5 years after retirement: Where will you be?

Remember the History Channel series “Life After People.” A team of scientists, engineers, and archaeologists predicted what would happen if people suddenly disappeared.

It showed the subway system of New York filling up with water, the Statue of Liberty toppled without maintenance, and central Washington, D.C., becoming a swampy lake containing the crumbled remains of the iconic Lincoln and Jefferson memorials — creepy but entertaining.
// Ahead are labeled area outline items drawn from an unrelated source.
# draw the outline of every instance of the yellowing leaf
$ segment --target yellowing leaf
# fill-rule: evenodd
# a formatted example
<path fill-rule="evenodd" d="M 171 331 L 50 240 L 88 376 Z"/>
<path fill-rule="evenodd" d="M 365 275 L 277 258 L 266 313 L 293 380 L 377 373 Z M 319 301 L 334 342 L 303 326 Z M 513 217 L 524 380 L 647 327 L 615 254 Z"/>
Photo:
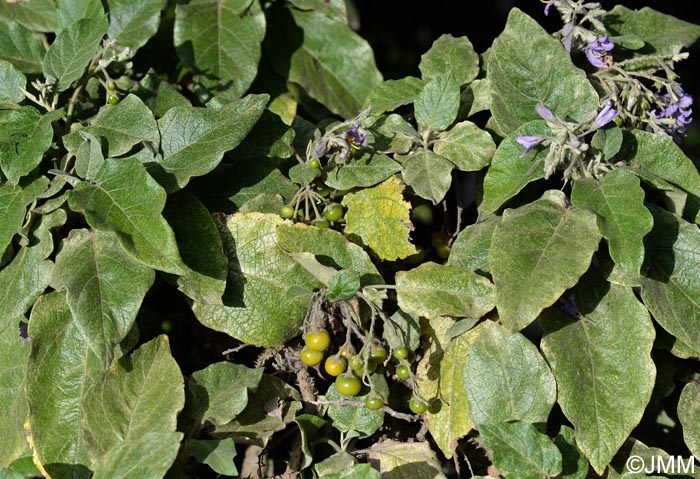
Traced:
<path fill-rule="evenodd" d="M 401 182 L 392 176 L 374 188 L 345 196 L 345 233 L 359 236 L 380 259 L 392 261 L 416 254 L 408 240 L 410 205 L 402 193 Z"/>

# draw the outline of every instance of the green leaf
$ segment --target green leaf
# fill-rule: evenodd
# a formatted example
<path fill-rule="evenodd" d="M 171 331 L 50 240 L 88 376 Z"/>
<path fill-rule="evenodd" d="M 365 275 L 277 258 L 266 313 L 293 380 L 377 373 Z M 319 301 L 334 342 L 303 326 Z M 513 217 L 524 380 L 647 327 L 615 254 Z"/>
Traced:
<path fill-rule="evenodd" d="M 367 454 L 379 461 L 386 479 L 445 479 L 440 461 L 427 442 L 397 442 L 387 439 L 372 445 Z"/>
<path fill-rule="evenodd" d="M 399 307 L 414 316 L 480 318 L 494 307 L 491 281 L 458 266 L 423 263 L 396 273 Z"/>
<path fill-rule="evenodd" d="M 430 80 L 413 102 L 418 126 L 446 130 L 457 118 L 459 98 L 459 85 L 451 73 Z"/>
<path fill-rule="evenodd" d="M 586 479 L 588 475 L 588 460 L 576 446 L 574 430 L 569 426 L 562 426 L 559 434 L 554 438 L 554 444 L 561 453 L 562 466 L 561 479 Z"/>
<path fill-rule="evenodd" d="M 88 478 L 89 460 L 80 436 L 87 413 L 82 399 L 102 376 L 102 358 L 85 343 L 63 293 L 39 298 L 32 308 L 29 337 L 26 392 L 35 460 L 51 477 Z"/>
<path fill-rule="evenodd" d="M 623 5 L 616 5 L 602 20 L 610 35 L 634 35 L 658 55 L 678 53 L 700 37 L 700 26 L 649 7 L 630 10 Z"/>
<path fill-rule="evenodd" d="M 558 402 L 576 444 L 602 474 L 642 418 L 654 387 L 654 326 L 631 288 L 594 273 L 575 289 L 584 317 L 559 308 L 541 319 L 541 348 L 557 380 Z"/>
<path fill-rule="evenodd" d="M 107 36 L 121 47 L 138 50 L 158 31 L 166 0 L 110 0 Z"/>
<path fill-rule="evenodd" d="M 549 149 L 535 147 L 526 155 L 515 140 L 520 135 L 550 135 L 543 120 L 531 121 L 508 135 L 496 149 L 484 177 L 484 197 L 480 213 L 495 213 L 528 183 L 544 178 L 544 160 Z"/>
<path fill-rule="evenodd" d="M 470 121 L 457 123 L 435 142 L 433 150 L 461 171 L 478 171 L 491 163 L 496 144 L 487 132 Z"/>
<path fill-rule="evenodd" d="M 326 299 L 341 301 L 350 299 L 360 290 L 360 276 L 347 269 L 341 269 L 330 279 Z"/>
<path fill-rule="evenodd" d="M 56 2 L 56 34 L 76 21 L 89 18 L 100 20 L 105 11 L 100 0 L 62 0 Z"/>
<path fill-rule="evenodd" d="M 51 286 L 66 290 L 75 327 L 106 367 L 154 279 L 153 270 L 126 254 L 112 233 L 79 229 L 63 240 Z"/>
<path fill-rule="evenodd" d="M 384 260 L 416 254 L 409 242 L 410 205 L 402 193 L 401 182 L 392 176 L 373 188 L 345 195 L 345 234 L 359 236 Z"/>
<path fill-rule="evenodd" d="M 65 220 L 63 210 L 42 217 L 29 236 L 32 245 L 20 248 L 12 261 L 0 270 L 0 318 L 3 320 L 20 318 L 49 285 L 53 268 L 53 263 L 47 259 L 53 252 L 50 229 L 61 226 Z"/>
<path fill-rule="evenodd" d="M 546 423 L 557 385 L 537 348 L 520 333 L 483 323 L 463 362 L 469 415 L 476 427 L 489 422 Z"/>
<path fill-rule="evenodd" d="M 53 32 L 56 26 L 55 0 L 0 2 L 0 18 L 28 30 Z"/>
<path fill-rule="evenodd" d="M 228 259 L 211 213 L 195 196 L 183 193 L 168 198 L 163 215 L 186 267 L 177 279 L 178 288 L 195 301 L 221 304 Z"/>
<path fill-rule="evenodd" d="M 561 472 L 559 449 L 532 424 L 484 423 L 479 432 L 493 451 L 493 465 L 505 477 L 547 479 Z"/>
<path fill-rule="evenodd" d="M 197 428 L 205 421 L 217 425 L 232 421 L 248 405 L 248 391 L 258 387 L 262 374 L 262 368 L 225 361 L 195 371 L 187 380 L 187 414 Z"/>
<path fill-rule="evenodd" d="M 464 365 L 481 329 L 472 329 L 447 343 L 444 356 L 439 362 L 440 408 L 437 412 L 428 409 L 428 430 L 447 459 L 454 455 L 457 441 L 473 428 L 467 396 L 464 394 Z"/>
<path fill-rule="evenodd" d="M 452 184 L 454 165 L 430 150 L 416 150 L 401 159 L 406 184 L 420 196 L 438 204 Z"/>
<path fill-rule="evenodd" d="M 654 228 L 645 238 L 642 300 L 666 331 L 700 355 L 700 231 L 673 213 L 649 209 Z"/>
<path fill-rule="evenodd" d="M 23 424 L 29 415 L 25 397 L 29 342 L 19 336 L 24 317 L 0 317 L 0 467 L 9 466 L 27 449 Z"/>
<path fill-rule="evenodd" d="M 237 213 L 220 229 L 229 258 L 222 306 L 195 302 L 202 324 L 257 346 L 299 333 L 312 289 L 321 285 L 277 244 L 279 215 Z"/>
<path fill-rule="evenodd" d="M 381 153 L 364 153 L 342 165 L 337 171 L 328 173 L 324 183 L 336 190 L 366 188 L 374 186 L 397 173 L 401 166 Z"/>
<path fill-rule="evenodd" d="M 487 70 L 491 112 L 504 133 L 540 119 L 538 103 L 559 118 L 579 121 L 598 108 L 598 95 L 569 52 L 517 8 L 489 50 Z"/>
<path fill-rule="evenodd" d="M 425 86 L 425 81 L 416 77 L 384 80 L 367 95 L 362 108 L 372 108 L 372 115 L 394 111 L 398 107 L 413 103 Z"/>
<path fill-rule="evenodd" d="M 389 397 L 389 386 L 381 374 L 370 376 L 372 389 L 384 398 Z M 370 391 L 366 386 L 360 394 L 352 398 L 353 401 L 363 401 L 369 396 Z M 335 384 L 328 388 L 326 393 L 328 401 L 348 400 L 335 389 Z M 369 437 L 379 430 L 384 424 L 384 411 L 373 411 L 366 407 L 358 406 L 328 406 L 328 417 L 333 421 L 333 427 L 341 432 L 357 431 L 360 437 Z"/>
<path fill-rule="evenodd" d="M 86 391 L 81 433 L 95 464 L 147 433 L 171 433 L 185 404 L 182 373 L 160 335 L 109 367 Z M 141 456 L 138 454 L 138 456 Z"/>
<path fill-rule="evenodd" d="M 56 36 L 43 61 L 44 75 L 58 83 L 58 91 L 65 91 L 83 76 L 85 68 L 97 53 L 102 37 L 107 33 L 104 18 L 84 18 L 70 25 Z"/>
<path fill-rule="evenodd" d="M 12 63 L 0 60 L 0 102 L 19 103 L 24 100 L 22 89 L 27 86 L 25 76 Z"/>
<path fill-rule="evenodd" d="M 55 110 L 40 115 L 33 107 L 24 106 L 0 119 L 0 132 L 7 138 L 0 143 L 0 168 L 12 184 L 41 163 L 53 140 L 51 122 L 63 114 L 63 110 Z"/>
<path fill-rule="evenodd" d="M 324 474 L 318 479 L 379 479 L 379 471 L 369 464 L 354 464 L 336 474 Z"/>
<path fill-rule="evenodd" d="M 5 4 L 7 5 L 6 2 Z M 0 60 L 12 63 L 17 70 L 25 74 L 41 73 L 41 62 L 45 54 L 46 50 L 39 34 L 19 23 L 6 23 L 0 19 Z"/>
<path fill-rule="evenodd" d="M 238 475 L 233 463 L 236 457 L 236 444 L 233 439 L 190 439 L 188 442 L 192 457 L 211 467 L 214 472 L 224 476 Z"/>
<path fill-rule="evenodd" d="M 171 108 L 158 120 L 163 156 L 148 165 L 149 171 L 168 192 L 209 173 L 250 132 L 268 99 L 248 95 L 219 109 Z"/>
<path fill-rule="evenodd" d="M 599 242 L 595 215 L 567 207 L 559 191 L 506 210 L 489 252 L 503 325 L 515 332 L 534 321 L 586 272 Z"/>
<path fill-rule="evenodd" d="M 444 34 L 421 56 L 421 76 L 432 80 L 443 73 L 452 73 L 459 86 L 470 83 L 479 74 L 479 55 L 467 37 Z"/>
<path fill-rule="evenodd" d="M 447 264 L 470 269 L 482 276 L 491 277 L 489 251 L 491 250 L 493 232 L 500 224 L 500 216 L 491 216 L 460 231 L 457 239 L 452 243 Z"/>
<path fill-rule="evenodd" d="M 90 126 L 66 135 L 63 141 L 69 151 L 76 151 L 83 144 L 81 132 L 104 138 L 107 141 L 107 156 L 111 157 L 128 153 L 134 145 L 142 142 L 157 148 L 160 141 L 153 112 L 132 94 L 116 105 L 104 105 Z"/>
<path fill-rule="evenodd" d="M 574 183 L 571 201 L 598 217 L 598 229 L 608 240 L 610 256 L 625 273 L 636 276 L 644 261 L 644 236 L 654 220 L 644 207 L 644 190 L 632 173 L 617 169 L 600 181 Z"/>
<path fill-rule="evenodd" d="M 280 29 L 275 31 L 286 33 L 270 45 L 276 57 L 295 48 L 290 52 L 288 70 L 283 76 L 288 82 L 301 85 L 311 98 L 333 113 L 343 118 L 354 117 L 367 95 L 382 81 L 372 48 L 345 22 L 320 12 L 293 9 L 291 16 L 292 19 L 276 25 Z M 297 36 L 299 28 L 303 38 Z M 276 68 L 280 70 L 284 66 Z"/>
<path fill-rule="evenodd" d="M 700 383 L 690 382 L 678 400 L 678 418 L 683 425 L 683 439 L 695 457 L 700 457 Z"/>
<path fill-rule="evenodd" d="M 175 9 L 180 60 L 213 95 L 240 98 L 258 72 L 265 15 L 258 0 L 194 0 Z"/>
<path fill-rule="evenodd" d="M 92 479 L 161 479 L 182 441 L 181 432 L 147 432 L 102 456 Z"/>
<path fill-rule="evenodd" d="M 134 158 L 108 159 L 95 181 L 78 183 L 68 197 L 95 229 L 114 231 L 122 247 L 152 268 L 182 274 L 175 235 L 160 215 L 165 191 Z"/>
Fast-forward to now, and you. You have a full-time, rewarding-or-not job. You are doing meaningful work. You walk, bike, drive or take public transportation to work. Weekends for many are sacred time to do stuff, or not.

Then you retire. Whether that’s a good thing or not is yet to be determined. Your expenses should be down, but so too is your income. And time, which was once precious when you were working, suddenly becomes abundant, which can be good or not.

So how will you handle it? Or if retired, how’s it going? Better or worse than you thought?

We asked a long-time reader, Tony Krolik, if there is life after retirement. He left the Internal Revenue Service five years ago and this is what he said:

*Mike asked me to do a five-years-after-retirement update: I definitely don’t regret it one bit. Am I flush with a huge pension? No I’m not. I am just your average run-of-the-mill retiree who has a side business, who collects Social Security and a fed pension and makes through every month doing just fine.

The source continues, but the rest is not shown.